Head of Surgery of the Ho Teaching Hospital in the Volta Region, Dr Nelson Affram, has implored Ghanaians to continue to screen for breast cancer even after the month of October.
According to him female breast cancer tops the cases in the region, thus leading cause of deaths among all cancers.
Dr Affram was giving education on breast cancer to residents of Akome Gborgame in the Ho West District at the weekend during a free health screening organised by KEB Health Foundation, belonging to Emmanuel Bedzrah, MP for the area.
In all about 20 women went through breast screening exercise.
Dr Affram stated further that “looking at our grey data for a period now with 278 reported cases of cancer in Ho Teaching Hospital, those who underwent full treatment, 65 per cent have their whole breasts removed with 35 per cent having lumps removed from their breasts.”

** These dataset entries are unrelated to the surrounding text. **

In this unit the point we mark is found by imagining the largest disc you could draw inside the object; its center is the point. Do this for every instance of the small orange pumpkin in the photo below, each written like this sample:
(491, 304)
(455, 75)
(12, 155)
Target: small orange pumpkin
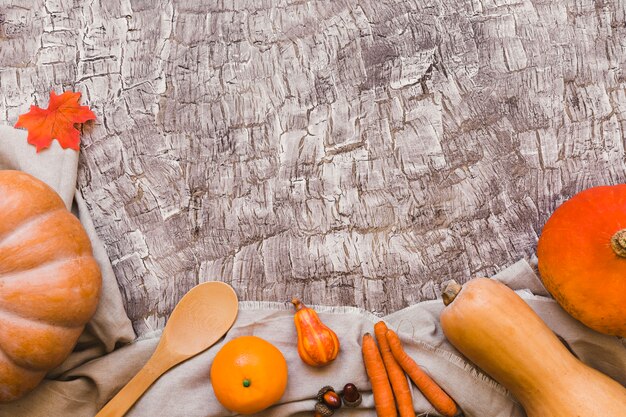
(318, 345)
(49, 282)
(582, 258)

He said the hospitals were getting cases where doctors could not do surgery due to the seriousness of cases, adding that they were only giving palliative treatment to give quality of life to such affected patients.

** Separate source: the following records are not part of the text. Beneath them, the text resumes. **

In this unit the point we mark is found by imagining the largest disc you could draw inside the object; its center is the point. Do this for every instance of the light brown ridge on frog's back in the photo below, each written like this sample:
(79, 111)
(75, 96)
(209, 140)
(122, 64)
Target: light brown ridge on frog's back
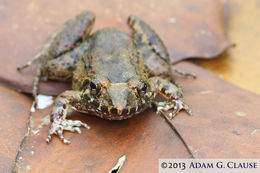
(113, 51)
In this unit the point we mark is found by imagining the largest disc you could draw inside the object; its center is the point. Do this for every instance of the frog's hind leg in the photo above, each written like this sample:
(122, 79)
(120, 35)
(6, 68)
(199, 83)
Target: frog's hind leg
(62, 67)
(153, 50)
(173, 95)
(63, 40)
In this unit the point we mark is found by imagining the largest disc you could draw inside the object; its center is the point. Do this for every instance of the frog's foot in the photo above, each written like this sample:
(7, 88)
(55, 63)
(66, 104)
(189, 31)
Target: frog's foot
(177, 106)
(184, 73)
(59, 125)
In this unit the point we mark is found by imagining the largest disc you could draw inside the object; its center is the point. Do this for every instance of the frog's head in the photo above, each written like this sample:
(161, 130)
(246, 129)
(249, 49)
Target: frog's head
(118, 99)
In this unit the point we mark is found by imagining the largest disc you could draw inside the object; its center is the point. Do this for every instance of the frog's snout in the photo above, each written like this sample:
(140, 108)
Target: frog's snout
(122, 99)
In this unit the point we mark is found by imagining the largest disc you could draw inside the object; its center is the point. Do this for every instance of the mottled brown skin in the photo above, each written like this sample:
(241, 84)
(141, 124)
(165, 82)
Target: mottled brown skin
(114, 75)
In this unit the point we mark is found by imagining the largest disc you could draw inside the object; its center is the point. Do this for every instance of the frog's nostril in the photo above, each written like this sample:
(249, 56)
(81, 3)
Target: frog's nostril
(125, 111)
(113, 110)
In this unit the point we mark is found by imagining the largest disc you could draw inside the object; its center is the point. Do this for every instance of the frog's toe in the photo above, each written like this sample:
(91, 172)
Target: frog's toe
(57, 128)
(177, 106)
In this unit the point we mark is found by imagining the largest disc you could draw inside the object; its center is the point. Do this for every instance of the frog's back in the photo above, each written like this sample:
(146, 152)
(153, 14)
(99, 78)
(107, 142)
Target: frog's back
(113, 55)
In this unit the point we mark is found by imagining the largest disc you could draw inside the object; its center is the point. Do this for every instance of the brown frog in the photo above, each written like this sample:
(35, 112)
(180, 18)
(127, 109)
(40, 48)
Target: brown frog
(114, 75)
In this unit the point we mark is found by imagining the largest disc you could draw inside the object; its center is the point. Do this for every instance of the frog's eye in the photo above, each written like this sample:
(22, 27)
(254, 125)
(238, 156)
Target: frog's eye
(142, 88)
(94, 87)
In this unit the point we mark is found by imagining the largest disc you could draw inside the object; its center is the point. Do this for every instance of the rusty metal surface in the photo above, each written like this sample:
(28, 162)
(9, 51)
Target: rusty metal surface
(14, 108)
(188, 28)
(225, 125)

He explained that the country had lost many souls through breast cancer, saying that after the pandemic the risk of breast cancer was increasing among people.

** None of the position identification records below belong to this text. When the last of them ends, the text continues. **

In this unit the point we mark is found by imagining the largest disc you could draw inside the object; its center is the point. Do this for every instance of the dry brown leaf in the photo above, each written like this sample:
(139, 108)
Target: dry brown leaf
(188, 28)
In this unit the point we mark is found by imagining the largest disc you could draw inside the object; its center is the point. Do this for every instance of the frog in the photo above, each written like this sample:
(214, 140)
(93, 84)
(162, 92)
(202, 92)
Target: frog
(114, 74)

Dr Affram, therefore, advised that one had to do regular screening, checks, ideally once every month to look for signs and symptoms that could be an indication of breast cancer.
“We need to be aware of early signs and symptoms since most breast cancers are potentially curable if diagnosed in early stages”, he stressed.
At the same venue more than 500 of residents of Akome Gborgame were screened for Hepatitis B, Blood Pressure, eye, and dental among other laboratory tests and offered medical consultations as well by the same Foundation.
Dr Collins Dela Klugh of 37 Military Hospital who was in charge of the exercise advised the residents to be concerned and interested in their health.
According him, the MP founded the Foundation to bring health needs to the doorstep of his constituents.
He noted that all those who were screened were provided with medications and those with complicated cases were referred.